Basically, there are no rules for a living funeral. Features that are often part of a traditional funeral such as: life story (eulogy), readings, music, poems can also be part of this celebration. The person being honored may choose to talk about (or write) their life lessons, funny anecdotes, blessings, and most of all gratitude for their loved ones in their life!
This may sound like a daunting task for one to commence at the end of their life. However, Valerie uses her compassionate skills as an interviewer to discover the life stories of the honoree. She then writes, creates, and officiates a ceremony/celebration to convey this story to their loved ones.
To some, this concept may seem unusual. However, ask yourself how many times you have attended a funeral and thought, “Wow, how wonderful! Too bad ‘Uncle Bob’ was not living to hear all of these wonderful stories about him!” The guest of honor can see and hear for themselves how many people love them. It also gives everyone an opportunity to express their feelings and say their final goodbyes. These celebrations need not be called “funeral” … More appropriate is: “The Party of a Lifetime!”
“Life should not only be lived, it should be celebrated.” Osho~
I find that many different modalities can be beneficial to the dying.
There is an essential oil for everything and anything! They have been used by humankind since the dawn of history. Aromatherapy can be defined as the controlled use of essential oils to maintain and promote physical, psychological, and spiritual well-being. “I first discovered the powerful medicinal value when I worked with Alzheimer’s patients. The patients that were agitated, irritable, and anxious could be calmed by lotion, lavender, and human touch.
Essential Oils and Alternative Therapies
Valerie has always been a self-proclaimed health and wellness enthusiast- sometimes to the chagrin of her family! Complaints of stomach aches, feeling tired, feeling anxious, headaches… are usually remedied with water, nutrition, herbal tinctures, fitness, meditation, Reiki, or… essential oils!

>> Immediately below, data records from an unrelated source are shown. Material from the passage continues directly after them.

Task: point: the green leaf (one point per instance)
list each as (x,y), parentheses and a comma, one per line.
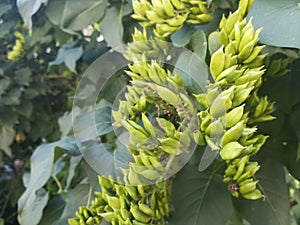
(198,44)
(182,37)
(12,97)
(69,55)
(74,162)
(53,210)
(280,22)
(200,197)
(28,8)
(3,9)
(41,167)
(103,120)
(193,71)
(284,90)
(5,28)
(77,197)
(22,76)
(68,145)
(275,209)
(4,84)
(25,108)
(111,28)
(289,155)
(214,42)
(32,214)
(7,134)
(74,15)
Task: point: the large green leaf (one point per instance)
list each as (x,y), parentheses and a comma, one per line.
(275,209)
(74,15)
(280,22)
(200,198)
(32,202)
(111,28)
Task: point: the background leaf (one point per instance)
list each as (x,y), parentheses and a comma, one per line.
(280,22)
(74,15)
(275,209)
(200,198)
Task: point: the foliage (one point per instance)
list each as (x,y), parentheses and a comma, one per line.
(46,46)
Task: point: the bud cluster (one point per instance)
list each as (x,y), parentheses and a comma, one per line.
(160,120)
(124,204)
(232,103)
(168,16)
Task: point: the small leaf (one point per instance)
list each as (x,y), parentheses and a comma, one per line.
(53,210)
(22,76)
(111,28)
(69,55)
(200,197)
(36,203)
(77,197)
(193,71)
(214,42)
(182,37)
(7,134)
(3,9)
(65,124)
(74,162)
(28,8)
(103,120)
(4,84)
(198,43)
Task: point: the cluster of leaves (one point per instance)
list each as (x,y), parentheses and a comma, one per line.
(62,38)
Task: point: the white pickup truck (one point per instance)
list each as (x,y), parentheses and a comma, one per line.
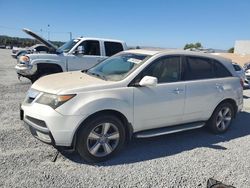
(77,54)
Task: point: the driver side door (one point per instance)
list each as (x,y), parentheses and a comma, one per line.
(90,57)
(161,105)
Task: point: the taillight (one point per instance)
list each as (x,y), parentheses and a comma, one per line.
(242,83)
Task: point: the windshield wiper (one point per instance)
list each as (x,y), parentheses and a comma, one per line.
(95,74)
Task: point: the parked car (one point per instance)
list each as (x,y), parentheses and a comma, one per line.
(241,73)
(247,73)
(37,48)
(77,54)
(138,93)
(246,66)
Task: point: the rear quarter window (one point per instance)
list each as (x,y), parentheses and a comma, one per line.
(220,70)
(112,48)
(198,68)
(237,68)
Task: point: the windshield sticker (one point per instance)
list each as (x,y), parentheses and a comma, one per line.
(135,61)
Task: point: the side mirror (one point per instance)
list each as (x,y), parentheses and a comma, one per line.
(148,81)
(80,50)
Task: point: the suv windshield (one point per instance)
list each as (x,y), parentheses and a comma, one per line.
(118,66)
(67,46)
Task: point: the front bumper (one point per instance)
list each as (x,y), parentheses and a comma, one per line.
(48,125)
(25,70)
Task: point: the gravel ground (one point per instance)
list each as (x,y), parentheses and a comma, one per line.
(185,159)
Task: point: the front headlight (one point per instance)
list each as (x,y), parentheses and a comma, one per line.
(54,101)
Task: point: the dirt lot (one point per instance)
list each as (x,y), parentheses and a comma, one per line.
(185,159)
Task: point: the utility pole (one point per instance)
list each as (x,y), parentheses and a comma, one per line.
(48,32)
(70,35)
(41,30)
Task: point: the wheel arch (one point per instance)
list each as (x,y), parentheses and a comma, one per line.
(230,101)
(127,125)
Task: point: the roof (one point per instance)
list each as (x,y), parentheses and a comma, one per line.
(239,59)
(101,39)
(178,52)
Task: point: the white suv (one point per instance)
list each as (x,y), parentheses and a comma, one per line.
(136,93)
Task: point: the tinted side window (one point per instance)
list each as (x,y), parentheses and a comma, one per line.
(166,69)
(91,47)
(237,68)
(198,68)
(112,48)
(220,70)
(42,48)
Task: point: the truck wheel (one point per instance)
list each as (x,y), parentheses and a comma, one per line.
(100,138)
(221,119)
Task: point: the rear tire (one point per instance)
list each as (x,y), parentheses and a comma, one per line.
(221,118)
(100,138)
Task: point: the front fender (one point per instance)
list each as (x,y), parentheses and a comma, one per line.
(60,63)
(120,100)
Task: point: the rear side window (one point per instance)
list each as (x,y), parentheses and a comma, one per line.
(41,48)
(165,69)
(112,48)
(220,70)
(237,68)
(198,68)
(91,47)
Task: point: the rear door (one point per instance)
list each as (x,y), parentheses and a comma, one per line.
(204,87)
(163,104)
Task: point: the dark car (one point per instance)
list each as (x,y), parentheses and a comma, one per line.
(38,48)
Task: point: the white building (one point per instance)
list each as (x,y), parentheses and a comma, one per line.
(242,47)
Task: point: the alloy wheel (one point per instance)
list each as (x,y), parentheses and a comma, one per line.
(103,139)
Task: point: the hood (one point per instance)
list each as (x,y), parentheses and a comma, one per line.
(69,82)
(40,39)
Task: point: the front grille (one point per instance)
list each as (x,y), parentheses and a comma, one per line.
(37,122)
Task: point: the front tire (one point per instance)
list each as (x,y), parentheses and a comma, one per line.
(100,138)
(221,119)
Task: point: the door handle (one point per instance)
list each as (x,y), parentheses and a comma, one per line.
(178,91)
(219,86)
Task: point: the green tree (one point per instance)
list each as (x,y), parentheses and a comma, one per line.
(193,45)
(230,50)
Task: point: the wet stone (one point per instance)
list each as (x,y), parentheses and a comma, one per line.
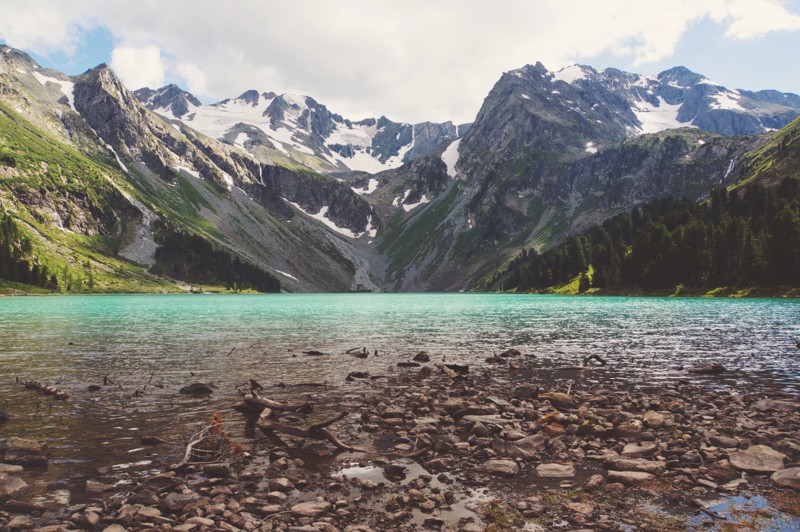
(630,478)
(506,468)
(555,470)
(787,478)
(758,459)
(311,509)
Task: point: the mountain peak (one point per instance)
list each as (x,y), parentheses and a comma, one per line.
(680,76)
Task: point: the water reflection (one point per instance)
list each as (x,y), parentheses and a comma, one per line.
(150,346)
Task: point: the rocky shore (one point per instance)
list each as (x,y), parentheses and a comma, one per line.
(435,447)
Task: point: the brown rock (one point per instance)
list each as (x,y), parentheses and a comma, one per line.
(505,468)
(630,478)
(787,478)
(555,470)
(311,508)
(11,486)
(638,464)
(633,450)
(758,459)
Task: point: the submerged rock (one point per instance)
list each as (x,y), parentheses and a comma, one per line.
(787,478)
(505,468)
(758,459)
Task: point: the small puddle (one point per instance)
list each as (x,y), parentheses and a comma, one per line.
(457,511)
(745,512)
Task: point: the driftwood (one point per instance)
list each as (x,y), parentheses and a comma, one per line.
(45,389)
(314,353)
(253,402)
(584,364)
(319,431)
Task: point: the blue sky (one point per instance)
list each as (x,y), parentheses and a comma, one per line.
(413,60)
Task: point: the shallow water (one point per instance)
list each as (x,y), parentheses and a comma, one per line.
(154,344)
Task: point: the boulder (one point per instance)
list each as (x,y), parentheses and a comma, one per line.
(11,486)
(311,508)
(504,468)
(555,470)
(787,478)
(638,464)
(758,459)
(633,450)
(630,478)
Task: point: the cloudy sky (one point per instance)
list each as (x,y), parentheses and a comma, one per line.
(411,60)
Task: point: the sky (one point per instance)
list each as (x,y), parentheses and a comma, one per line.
(409,60)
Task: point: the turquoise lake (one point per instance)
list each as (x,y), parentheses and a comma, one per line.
(151,345)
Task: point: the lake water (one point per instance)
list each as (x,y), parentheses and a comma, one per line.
(154,344)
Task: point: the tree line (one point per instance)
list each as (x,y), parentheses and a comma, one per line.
(17,262)
(745,237)
(193,259)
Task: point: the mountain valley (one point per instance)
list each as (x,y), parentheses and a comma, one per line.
(152,190)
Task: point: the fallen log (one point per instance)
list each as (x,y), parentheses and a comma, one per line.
(46,389)
(256,403)
(319,431)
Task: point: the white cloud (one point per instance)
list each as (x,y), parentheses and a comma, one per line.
(413,61)
(139,67)
(193,76)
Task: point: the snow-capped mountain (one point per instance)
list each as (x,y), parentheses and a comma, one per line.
(676,98)
(297,128)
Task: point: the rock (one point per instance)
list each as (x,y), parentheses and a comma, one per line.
(558,398)
(633,450)
(422,356)
(758,459)
(653,420)
(11,486)
(11,469)
(629,429)
(630,478)
(526,391)
(311,508)
(710,368)
(787,478)
(594,482)
(766,405)
(217,470)
(198,388)
(555,470)
(281,484)
(176,502)
(505,468)
(638,464)
(724,441)
(20,522)
(92,486)
(580,508)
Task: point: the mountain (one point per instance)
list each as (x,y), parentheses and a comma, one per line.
(152,191)
(552,153)
(294,129)
(95,182)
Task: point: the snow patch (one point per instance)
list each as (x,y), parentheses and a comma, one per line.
(727,100)
(321,216)
(289,275)
(372,186)
(411,206)
(570,74)
(66,87)
(450,157)
(657,118)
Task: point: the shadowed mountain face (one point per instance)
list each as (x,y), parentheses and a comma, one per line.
(150,186)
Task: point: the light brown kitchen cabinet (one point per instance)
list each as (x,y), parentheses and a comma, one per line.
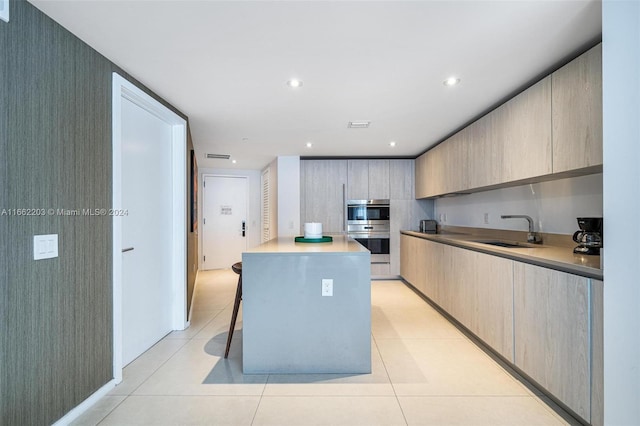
(368,179)
(379,180)
(401,180)
(323,184)
(521,132)
(357,179)
(552,333)
(422,180)
(474,288)
(577,112)
(553,127)
(597,353)
(412,257)
(547,323)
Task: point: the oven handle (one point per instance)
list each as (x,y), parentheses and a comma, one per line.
(346,209)
(368,235)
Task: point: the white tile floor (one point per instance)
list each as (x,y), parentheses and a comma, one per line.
(425,372)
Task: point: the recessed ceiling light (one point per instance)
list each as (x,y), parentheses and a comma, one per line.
(451,81)
(358,124)
(219,156)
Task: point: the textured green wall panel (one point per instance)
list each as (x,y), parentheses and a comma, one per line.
(55,153)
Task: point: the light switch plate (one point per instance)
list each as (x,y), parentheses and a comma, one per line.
(4,10)
(45,246)
(327,287)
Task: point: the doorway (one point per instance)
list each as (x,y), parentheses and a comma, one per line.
(149,222)
(224,224)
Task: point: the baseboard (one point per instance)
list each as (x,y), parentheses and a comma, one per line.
(86,404)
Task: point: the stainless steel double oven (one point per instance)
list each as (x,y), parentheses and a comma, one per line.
(368,224)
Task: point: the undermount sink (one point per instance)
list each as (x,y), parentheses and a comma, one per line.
(508,244)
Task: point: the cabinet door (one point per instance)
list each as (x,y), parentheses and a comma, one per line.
(484,157)
(552,332)
(597,351)
(378,180)
(577,112)
(454,162)
(324,193)
(358,180)
(401,179)
(411,261)
(421,171)
(491,295)
(521,130)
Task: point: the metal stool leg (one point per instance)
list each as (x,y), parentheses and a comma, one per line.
(234,315)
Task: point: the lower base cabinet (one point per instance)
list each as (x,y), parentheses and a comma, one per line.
(552,333)
(547,323)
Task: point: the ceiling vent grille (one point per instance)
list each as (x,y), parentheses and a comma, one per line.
(219,156)
(358,124)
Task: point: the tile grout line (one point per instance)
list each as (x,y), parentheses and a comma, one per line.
(390,381)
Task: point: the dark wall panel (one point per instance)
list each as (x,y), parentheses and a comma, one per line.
(192,237)
(58,339)
(55,153)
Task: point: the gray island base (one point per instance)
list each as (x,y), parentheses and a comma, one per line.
(289,327)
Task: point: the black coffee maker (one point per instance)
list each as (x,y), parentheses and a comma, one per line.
(589,237)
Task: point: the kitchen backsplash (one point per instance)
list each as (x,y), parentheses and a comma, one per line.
(554,205)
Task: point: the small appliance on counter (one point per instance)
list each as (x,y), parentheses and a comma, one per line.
(312,230)
(589,237)
(428,226)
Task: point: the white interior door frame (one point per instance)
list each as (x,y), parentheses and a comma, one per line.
(123,89)
(201,207)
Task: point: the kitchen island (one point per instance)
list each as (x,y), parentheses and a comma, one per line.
(289,326)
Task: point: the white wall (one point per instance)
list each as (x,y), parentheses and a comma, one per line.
(554,206)
(288,196)
(255,194)
(621,121)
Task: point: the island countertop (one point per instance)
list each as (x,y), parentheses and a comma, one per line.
(340,244)
(306,307)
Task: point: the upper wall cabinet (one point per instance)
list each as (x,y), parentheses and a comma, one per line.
(322,184)
(367,179)
(577,113)
(552,128)
(401,179)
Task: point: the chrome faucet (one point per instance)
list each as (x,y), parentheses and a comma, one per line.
(532,237)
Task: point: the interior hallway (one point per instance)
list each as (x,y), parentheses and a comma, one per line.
(425,372)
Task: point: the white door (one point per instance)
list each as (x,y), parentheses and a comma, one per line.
(146,229)
(224,228)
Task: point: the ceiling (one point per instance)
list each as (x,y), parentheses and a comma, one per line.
(225,64)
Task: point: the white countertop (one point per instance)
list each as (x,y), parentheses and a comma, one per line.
(340,244)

Sometimes there are no conversations at the end of life. Sometimes just being present is all that is asked. These can be special contemplative times for family and the dying. During this sacred time more focus can be spent in the stillness and the presence. To create a serene atmosphere for the dying, one might find comfort in soft lighting, quiet and soothing music, cozy familiar blankets, reading, flowers, loved ones, pets, essential oil diffuser with lavender or another type of calming scent.
Reiki is a Japanese technique for stress reduction and relaxation and may alleviate anxiety and pain. Reiki is loving energy that may not cure the physical body, instead it may promote spiritual and emotional healing, which may ease the pathway of transition.
Guided Meditation and Imagery is a mind-body technique that consists of positive words and images, set to soothing music to achieve specific healing. This technique can be a conduit for easing stress, grief and of course, peaceful dying. There are so many benefits of guided imagery for palliative care patients and hospice patients. For one, imagery mitigates agitation, fear, anxiety and provides peace and comfort. Guided meditation requires no work or effort on the listener’s part.
Valerie incorporates some, or a combination of the above therapies for the dying. Ambiance, essential oils, guided meditation, Reiki… any or all can have a profound effect on the over-all disposition of the dying.